In this exhaustive biography, Keith Krawczynski details the political and social career of William Henry Drayton (1742–1779), an ambitious, wealthy lowcountry planter and zealous patriot leader who was at the center of Revolutionary activity in South Carolina from 1774 until his death five years later. Considered the most effective Whig polemicist in the lower South, Drayton served on all his state’s important Revolutionary governing bodies, commanded a frigate of war, was elected chief justice in 1776, co-authored South Carolina’s 1778 constitution, and represented the state in the Continental Congress from 1778 until his demise. Although Drayton was a leading radical and the central figure of the American Revolution in South Carolina, historians have largely ignored his contributions. With William Henry Drayton, Krawczynski removes this fascinating man from the shadows of history. Drayton was an improbable rebel. After receiving his formal education in England, the South Carolina–born Drayton returned to his birthplace as a planter and continued to espouse Royalist ideals. During a later visit to Britain, he was hailed as a champion of British sovereignty. In fact, South Carolina harbored few early revolutionaries, as low-country planters and merchants remained entrenched in the imperial system of trade, backcountry residents strongly identified with the king, and whites feared showing division lest their slaves launch a rebellion. Yet, disgruntled with the king’s increasing infringement on American liberties, Drayton embraced the rebel cause with the zealotry of a recent convert and eventually did more to resist British rule than any other resident of the Palmetto State.

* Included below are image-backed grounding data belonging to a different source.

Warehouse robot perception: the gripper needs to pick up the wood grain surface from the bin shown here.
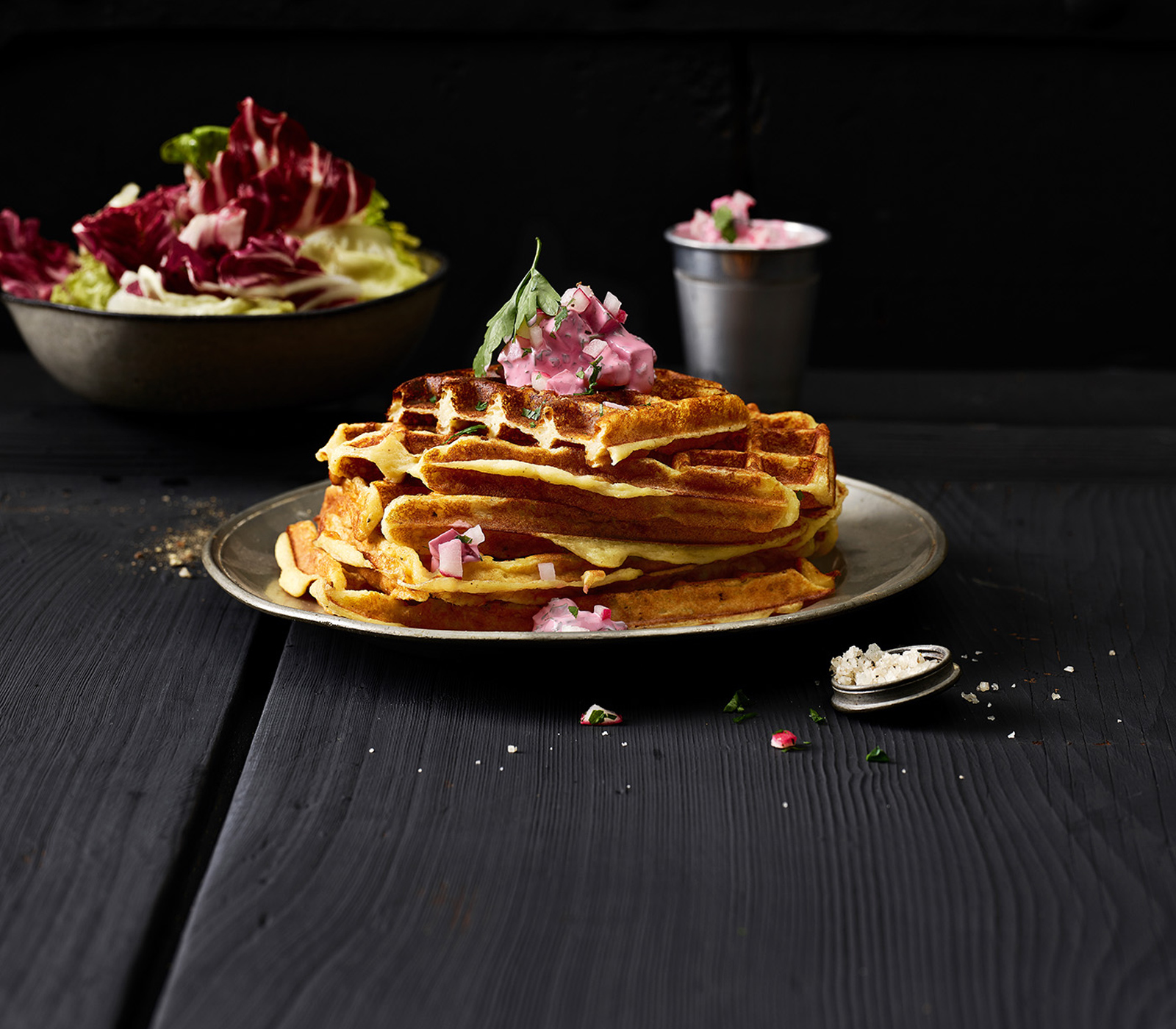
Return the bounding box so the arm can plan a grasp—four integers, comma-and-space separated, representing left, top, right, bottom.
0, 350, 1176, 1029
155, 481, 1176, 1027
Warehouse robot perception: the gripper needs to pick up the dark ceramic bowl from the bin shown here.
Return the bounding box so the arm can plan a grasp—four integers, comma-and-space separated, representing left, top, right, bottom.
0, 251, 449, 412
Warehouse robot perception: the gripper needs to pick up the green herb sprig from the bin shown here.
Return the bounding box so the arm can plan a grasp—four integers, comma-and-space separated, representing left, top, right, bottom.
711, 204, 736, 243
474, 237, 568, 378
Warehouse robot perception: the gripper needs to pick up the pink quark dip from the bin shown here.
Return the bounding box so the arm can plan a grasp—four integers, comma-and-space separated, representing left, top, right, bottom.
429, 526, 486, 578
498, 284, 657, 395
674, 190, 813, 251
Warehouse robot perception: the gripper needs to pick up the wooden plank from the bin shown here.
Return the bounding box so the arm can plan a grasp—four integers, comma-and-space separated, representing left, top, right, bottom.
0, 472, 284, 1029
144, 478, 1176, 1029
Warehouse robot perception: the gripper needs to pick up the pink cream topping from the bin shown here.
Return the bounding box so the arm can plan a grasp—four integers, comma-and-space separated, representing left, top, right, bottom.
674, 190, 810, 251
534, 598, 625, 633
498, 284, 657, 395
429, 526, 486, 578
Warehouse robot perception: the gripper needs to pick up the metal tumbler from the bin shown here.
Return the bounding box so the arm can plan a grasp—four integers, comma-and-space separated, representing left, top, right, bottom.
666, 222, 829, 412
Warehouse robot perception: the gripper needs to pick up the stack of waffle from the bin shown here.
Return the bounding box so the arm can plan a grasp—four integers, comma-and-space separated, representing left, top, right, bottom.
276, 369, 845, 631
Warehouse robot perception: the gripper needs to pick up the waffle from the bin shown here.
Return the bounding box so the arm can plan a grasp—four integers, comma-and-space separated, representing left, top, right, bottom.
319, 404, 836, 542
276, 521, 835, 631
387, 366, 747, 467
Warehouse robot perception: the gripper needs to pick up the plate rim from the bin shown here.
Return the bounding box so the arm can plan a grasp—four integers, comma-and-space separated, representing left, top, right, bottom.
201, 474, 947, 645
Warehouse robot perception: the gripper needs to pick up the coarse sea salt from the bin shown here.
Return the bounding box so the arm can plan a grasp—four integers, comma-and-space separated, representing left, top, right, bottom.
831, 643, 939, 686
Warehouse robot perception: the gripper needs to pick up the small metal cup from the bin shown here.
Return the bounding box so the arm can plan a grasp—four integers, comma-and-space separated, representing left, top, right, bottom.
664, 222, 829, 413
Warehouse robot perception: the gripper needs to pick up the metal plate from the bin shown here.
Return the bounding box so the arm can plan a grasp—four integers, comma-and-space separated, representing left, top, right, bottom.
204, 475, 947, 645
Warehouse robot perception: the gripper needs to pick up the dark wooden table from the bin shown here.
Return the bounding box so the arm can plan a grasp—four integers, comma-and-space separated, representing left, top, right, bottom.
0, 351, 1176, 1029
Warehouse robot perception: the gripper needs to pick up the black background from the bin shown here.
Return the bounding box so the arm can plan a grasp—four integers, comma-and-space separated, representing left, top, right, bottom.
0, 0, 1176, 373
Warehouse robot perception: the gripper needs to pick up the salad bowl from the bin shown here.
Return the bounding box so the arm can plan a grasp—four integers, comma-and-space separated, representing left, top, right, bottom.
0, 249, 449, 412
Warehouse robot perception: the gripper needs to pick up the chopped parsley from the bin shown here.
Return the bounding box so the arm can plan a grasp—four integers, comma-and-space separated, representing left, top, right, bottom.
442, 422, 487, 445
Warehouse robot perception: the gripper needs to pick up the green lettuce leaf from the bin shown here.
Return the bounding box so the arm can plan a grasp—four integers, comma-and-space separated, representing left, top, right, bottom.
49, 251, 119, 310
159, 125, 228, 179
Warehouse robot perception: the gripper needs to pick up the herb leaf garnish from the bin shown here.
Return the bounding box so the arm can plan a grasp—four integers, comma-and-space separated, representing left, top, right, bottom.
723, 689, 748, 714
474, 237, 567, 378
711, 204, 735, 243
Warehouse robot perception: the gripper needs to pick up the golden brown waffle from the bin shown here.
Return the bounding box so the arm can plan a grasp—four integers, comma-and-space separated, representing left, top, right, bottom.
276, 522, 835, 631
319, 406, 836, 542
276, 372, 845, 629
388, 366, 747, 467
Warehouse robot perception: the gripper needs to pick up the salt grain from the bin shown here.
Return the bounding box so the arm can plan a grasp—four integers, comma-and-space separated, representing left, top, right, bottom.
829, 643, 937, 686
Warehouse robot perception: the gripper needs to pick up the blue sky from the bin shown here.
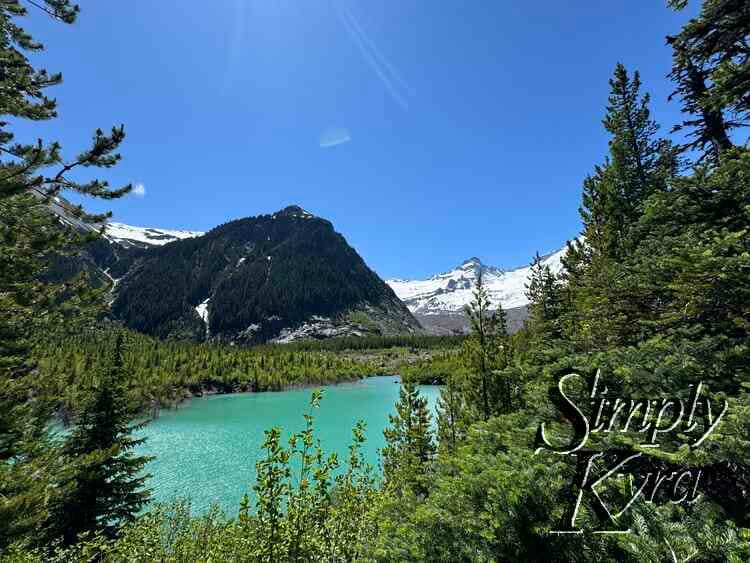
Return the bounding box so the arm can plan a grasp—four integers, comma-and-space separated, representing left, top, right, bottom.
16, 0, 695, 277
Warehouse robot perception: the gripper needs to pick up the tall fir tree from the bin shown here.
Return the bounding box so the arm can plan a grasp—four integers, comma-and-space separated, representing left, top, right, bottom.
382, 381, 436, 496
0, 0, 130, 550
667, 0, 750, 164
560, 64, 680, 351
46, 334, 150, 545
461, 269, 507, 420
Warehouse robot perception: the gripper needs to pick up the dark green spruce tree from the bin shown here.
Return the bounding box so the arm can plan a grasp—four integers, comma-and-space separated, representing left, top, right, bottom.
461, 271, 507, 422
382, 382, 436, 496
667, 0, 750, 164
0, 0, 129, 552
47, 335, 150, 545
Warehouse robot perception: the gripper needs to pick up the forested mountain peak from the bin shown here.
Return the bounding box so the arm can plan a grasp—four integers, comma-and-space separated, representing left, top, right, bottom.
112, 205, 419, 342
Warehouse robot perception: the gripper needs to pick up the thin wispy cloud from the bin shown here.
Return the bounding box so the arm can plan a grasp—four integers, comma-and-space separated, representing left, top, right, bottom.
338, 6, 413, 109
132, 182, 146, 197
318, 127, 352, 149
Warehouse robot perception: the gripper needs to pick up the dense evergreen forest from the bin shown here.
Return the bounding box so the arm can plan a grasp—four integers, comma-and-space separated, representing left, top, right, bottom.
0, 0, 750, 562
112, 206, 419, 344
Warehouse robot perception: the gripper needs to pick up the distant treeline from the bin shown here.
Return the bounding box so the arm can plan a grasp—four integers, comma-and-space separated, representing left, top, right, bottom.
281, 335, 466, 352
36, 326, 388, 412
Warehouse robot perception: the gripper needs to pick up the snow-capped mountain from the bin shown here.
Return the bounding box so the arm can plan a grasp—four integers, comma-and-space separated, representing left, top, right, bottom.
104, 222, 205, 247
386, 248, 565, 332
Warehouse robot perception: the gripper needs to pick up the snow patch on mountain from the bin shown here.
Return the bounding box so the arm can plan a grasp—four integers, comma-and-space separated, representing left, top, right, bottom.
195, 297, 211, 324
104, 222, 205, 246
386, 248, 566, 315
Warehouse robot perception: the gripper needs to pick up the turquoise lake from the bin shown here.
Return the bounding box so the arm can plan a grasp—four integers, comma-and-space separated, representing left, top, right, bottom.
139, 377, 440, 516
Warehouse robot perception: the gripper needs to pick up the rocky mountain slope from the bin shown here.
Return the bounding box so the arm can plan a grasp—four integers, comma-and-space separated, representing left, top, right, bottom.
387, 248, 565, 333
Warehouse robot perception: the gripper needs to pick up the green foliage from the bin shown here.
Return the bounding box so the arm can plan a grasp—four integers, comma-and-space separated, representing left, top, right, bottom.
0, 0, 130, 550
46, 335, 150, 545
381, 381, 436, 497
36, 325, 388, 416
5, 391, 378, 563
112, 207, 417, 343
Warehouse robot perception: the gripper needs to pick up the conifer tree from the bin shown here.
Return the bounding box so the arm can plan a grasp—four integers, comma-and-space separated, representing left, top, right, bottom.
461, 270, 506, 420
667, 0, 750, 164
0, 0, 130, 549
382, 382, 436, 495
47, 335, 150, 545
437, 373, 464, 453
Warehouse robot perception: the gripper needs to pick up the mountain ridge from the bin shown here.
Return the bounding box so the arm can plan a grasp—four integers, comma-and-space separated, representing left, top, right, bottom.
386, 246, 566, 334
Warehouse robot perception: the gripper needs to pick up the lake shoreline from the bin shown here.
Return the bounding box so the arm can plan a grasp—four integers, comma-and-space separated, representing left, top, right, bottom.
144, 373, 398, 421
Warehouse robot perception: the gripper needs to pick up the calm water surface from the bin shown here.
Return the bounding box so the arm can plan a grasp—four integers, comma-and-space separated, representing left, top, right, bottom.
139, 377, 439, 515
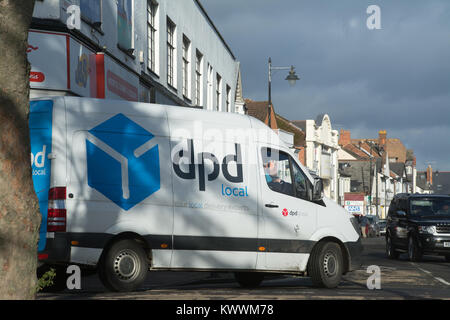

Because he entered the Revolution as a supporter of the Crown, Drayton’s life sheds light on why the planter-mercantile gentry rebelled against the mother country on which it relied for its economic status. His energetic attempts to preserve the provincial hierarchy and keep the reins of government firmly in the hands of the local aristocracy also help to explain why South Carolina’s rebellion was more politically conservative than that of other states. By raising the profile of this South Carolina patriot, William Henry Drayton brings new depth to our understanding of the American Revolution.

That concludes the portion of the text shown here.